Re: ESXi snapshot I/O error after upgrade to 4.9.30

"Nicholas A. Bellinger" <nab@xxxxxxxxxxxxxxx> · Thu, 08 Jun 2017 22:21:52 -0700

Hi Martin,

On Mon, 2017-06-05 at 18:05 +0200, Martin Svec wrote:
> Hello Nic,
> 
> Today, three of our vSphere VMs running on iSCSI LIO 4.9.30 failed to create a backup snapshot and
> hung with errors like "Create virtual machine snapshot xxxxx. Unable to close the 
> '/vmfs/volumes/.../xxxxx-000001-ctk.vmdk' file: 5 (Input/output error)." or other more general I/O
> errors. It always happened during snapshot creation and there were multiple "Detected MISCOMPARE +
> Target/iblock: Send MISCOMPARE check condition and sense" in target log at the same time.
> Subsequently, virtual machines lost access to their virtual disks and required VM reset. The
> failures seem to be independent of each other and VMs ran on different hosts.
> 

So nothing else in the target logs of interest..?

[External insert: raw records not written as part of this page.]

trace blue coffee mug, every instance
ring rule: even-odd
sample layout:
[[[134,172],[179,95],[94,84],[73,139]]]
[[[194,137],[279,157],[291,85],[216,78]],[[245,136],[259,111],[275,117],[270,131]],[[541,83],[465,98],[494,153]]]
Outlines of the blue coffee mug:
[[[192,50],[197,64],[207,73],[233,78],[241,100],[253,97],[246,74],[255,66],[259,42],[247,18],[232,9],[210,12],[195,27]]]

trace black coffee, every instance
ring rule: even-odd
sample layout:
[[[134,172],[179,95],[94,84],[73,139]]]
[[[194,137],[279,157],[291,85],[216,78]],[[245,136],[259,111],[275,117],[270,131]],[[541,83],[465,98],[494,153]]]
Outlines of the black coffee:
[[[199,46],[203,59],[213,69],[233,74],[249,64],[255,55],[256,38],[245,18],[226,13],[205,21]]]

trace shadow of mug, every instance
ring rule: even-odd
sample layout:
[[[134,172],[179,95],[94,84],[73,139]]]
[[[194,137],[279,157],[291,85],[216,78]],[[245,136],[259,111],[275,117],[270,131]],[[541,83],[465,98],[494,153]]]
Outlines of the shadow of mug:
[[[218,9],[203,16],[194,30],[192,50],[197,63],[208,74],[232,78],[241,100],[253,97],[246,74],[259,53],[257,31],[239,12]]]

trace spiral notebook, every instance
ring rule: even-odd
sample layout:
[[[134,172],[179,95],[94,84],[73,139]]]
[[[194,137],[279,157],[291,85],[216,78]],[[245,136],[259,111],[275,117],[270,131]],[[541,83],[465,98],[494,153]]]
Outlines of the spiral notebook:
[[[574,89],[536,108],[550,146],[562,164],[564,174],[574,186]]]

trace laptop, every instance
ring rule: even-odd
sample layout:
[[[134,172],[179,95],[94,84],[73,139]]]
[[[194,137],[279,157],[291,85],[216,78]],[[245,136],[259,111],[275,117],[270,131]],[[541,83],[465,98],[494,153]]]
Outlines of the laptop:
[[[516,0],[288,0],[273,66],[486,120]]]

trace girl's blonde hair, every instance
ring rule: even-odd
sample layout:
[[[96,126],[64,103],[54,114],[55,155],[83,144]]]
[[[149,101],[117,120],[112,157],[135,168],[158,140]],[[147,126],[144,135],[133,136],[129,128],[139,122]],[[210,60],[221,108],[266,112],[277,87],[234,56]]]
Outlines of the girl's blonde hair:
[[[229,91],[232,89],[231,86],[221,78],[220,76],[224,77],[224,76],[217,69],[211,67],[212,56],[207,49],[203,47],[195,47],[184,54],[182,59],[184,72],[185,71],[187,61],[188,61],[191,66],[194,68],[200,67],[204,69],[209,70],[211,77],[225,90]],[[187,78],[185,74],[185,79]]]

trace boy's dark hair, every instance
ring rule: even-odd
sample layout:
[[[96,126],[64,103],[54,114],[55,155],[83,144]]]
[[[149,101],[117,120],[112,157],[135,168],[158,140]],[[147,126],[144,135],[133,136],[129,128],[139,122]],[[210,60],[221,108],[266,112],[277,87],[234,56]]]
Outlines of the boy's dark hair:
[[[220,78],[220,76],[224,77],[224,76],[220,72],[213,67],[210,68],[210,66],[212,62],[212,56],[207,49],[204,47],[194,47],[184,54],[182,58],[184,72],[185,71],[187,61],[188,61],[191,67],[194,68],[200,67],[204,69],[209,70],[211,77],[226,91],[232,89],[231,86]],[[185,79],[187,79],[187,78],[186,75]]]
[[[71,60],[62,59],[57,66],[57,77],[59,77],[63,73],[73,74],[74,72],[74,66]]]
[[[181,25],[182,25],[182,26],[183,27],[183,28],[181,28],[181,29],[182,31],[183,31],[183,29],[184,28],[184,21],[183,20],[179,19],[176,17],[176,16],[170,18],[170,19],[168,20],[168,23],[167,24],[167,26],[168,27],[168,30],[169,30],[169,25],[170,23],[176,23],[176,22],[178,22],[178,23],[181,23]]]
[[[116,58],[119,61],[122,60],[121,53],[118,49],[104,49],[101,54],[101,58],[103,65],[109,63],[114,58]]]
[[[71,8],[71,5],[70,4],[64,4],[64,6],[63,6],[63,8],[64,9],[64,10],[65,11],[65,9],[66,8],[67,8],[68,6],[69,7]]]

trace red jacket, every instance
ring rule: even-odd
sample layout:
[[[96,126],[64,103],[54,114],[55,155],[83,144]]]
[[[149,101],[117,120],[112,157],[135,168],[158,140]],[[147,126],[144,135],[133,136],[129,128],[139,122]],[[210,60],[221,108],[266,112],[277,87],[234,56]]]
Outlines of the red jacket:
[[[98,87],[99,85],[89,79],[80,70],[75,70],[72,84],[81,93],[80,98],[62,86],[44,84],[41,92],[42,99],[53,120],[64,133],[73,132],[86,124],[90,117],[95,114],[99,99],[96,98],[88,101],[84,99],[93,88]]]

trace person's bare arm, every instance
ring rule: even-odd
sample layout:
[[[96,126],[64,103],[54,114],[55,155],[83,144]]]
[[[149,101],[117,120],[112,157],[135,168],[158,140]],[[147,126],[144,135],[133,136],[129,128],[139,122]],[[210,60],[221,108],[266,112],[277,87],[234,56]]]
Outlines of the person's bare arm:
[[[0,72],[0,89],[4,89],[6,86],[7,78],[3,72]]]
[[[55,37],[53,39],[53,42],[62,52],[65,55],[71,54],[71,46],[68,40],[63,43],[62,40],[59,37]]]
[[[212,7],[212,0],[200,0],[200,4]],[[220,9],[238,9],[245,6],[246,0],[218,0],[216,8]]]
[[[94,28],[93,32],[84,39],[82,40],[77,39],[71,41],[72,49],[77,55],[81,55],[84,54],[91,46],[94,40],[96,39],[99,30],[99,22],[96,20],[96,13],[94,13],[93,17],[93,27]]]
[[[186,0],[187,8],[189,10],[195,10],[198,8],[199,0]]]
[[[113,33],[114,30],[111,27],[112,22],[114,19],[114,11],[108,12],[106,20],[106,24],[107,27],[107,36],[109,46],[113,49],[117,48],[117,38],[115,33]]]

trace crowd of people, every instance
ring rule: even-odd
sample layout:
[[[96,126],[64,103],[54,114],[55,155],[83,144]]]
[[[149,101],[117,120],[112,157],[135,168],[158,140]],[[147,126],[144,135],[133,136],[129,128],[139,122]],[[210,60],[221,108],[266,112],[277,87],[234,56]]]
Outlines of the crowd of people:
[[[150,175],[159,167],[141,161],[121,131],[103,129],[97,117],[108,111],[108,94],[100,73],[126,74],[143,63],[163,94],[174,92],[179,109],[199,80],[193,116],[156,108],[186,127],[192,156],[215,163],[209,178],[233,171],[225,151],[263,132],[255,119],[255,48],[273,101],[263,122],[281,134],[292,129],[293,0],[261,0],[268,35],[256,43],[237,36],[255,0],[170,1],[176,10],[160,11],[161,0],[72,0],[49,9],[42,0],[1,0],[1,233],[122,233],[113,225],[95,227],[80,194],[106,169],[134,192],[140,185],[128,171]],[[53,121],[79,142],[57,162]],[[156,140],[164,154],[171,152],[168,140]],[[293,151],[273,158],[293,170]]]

I assume the MISCOMPARE warnings occur at the normal rate..?

> The storage was upgraded to 4.9.30 only two days ago. However, we have an identical iSCSI LIO
> storage running 4.9.27 more than three weeks without any issue in the same vSphere cluster. So I'm
> wondering if this could be caused by a stable target patch between 4.9.27 and 4.9.30. Quick look
> into changelog shows "target: Fix compare_and_write_callback handling for non GOOD status" as the
> only fix related to CAW since 4.9.27. What do you think?
> 
> We have ESXi 5.5.0 rev. 5230635 on all ESXi nodes.

Note the 'target: Fix compare_and_write_callback handling for non GOOD
status' change only effects COMPARE_AND_WRITE related I/Os that actually
fail.

That is, unless the underlying backend target device was actually
generating hard I/O errors (eg: something like the following where 'sdc'
is your target backend device):

   Buffer I/O error on dev sdc, logical block 0, async page read
   blk_update_request: I/O error, dev sdc, sector 2097144
   blk_update_request: I/O error, dev sdc, sector 2097144
   Buffer I/O error on dev sdc, logical block 262143, async page read
   blk_update_request: I/O error, dev sdc, sector 0
   Buffer I/O error on dev sdc, logical block 0, async page read
   blk_update_request: I/O error, dev sdc, sector 0

then the CAW change above in v4.9.30 won't have any effect.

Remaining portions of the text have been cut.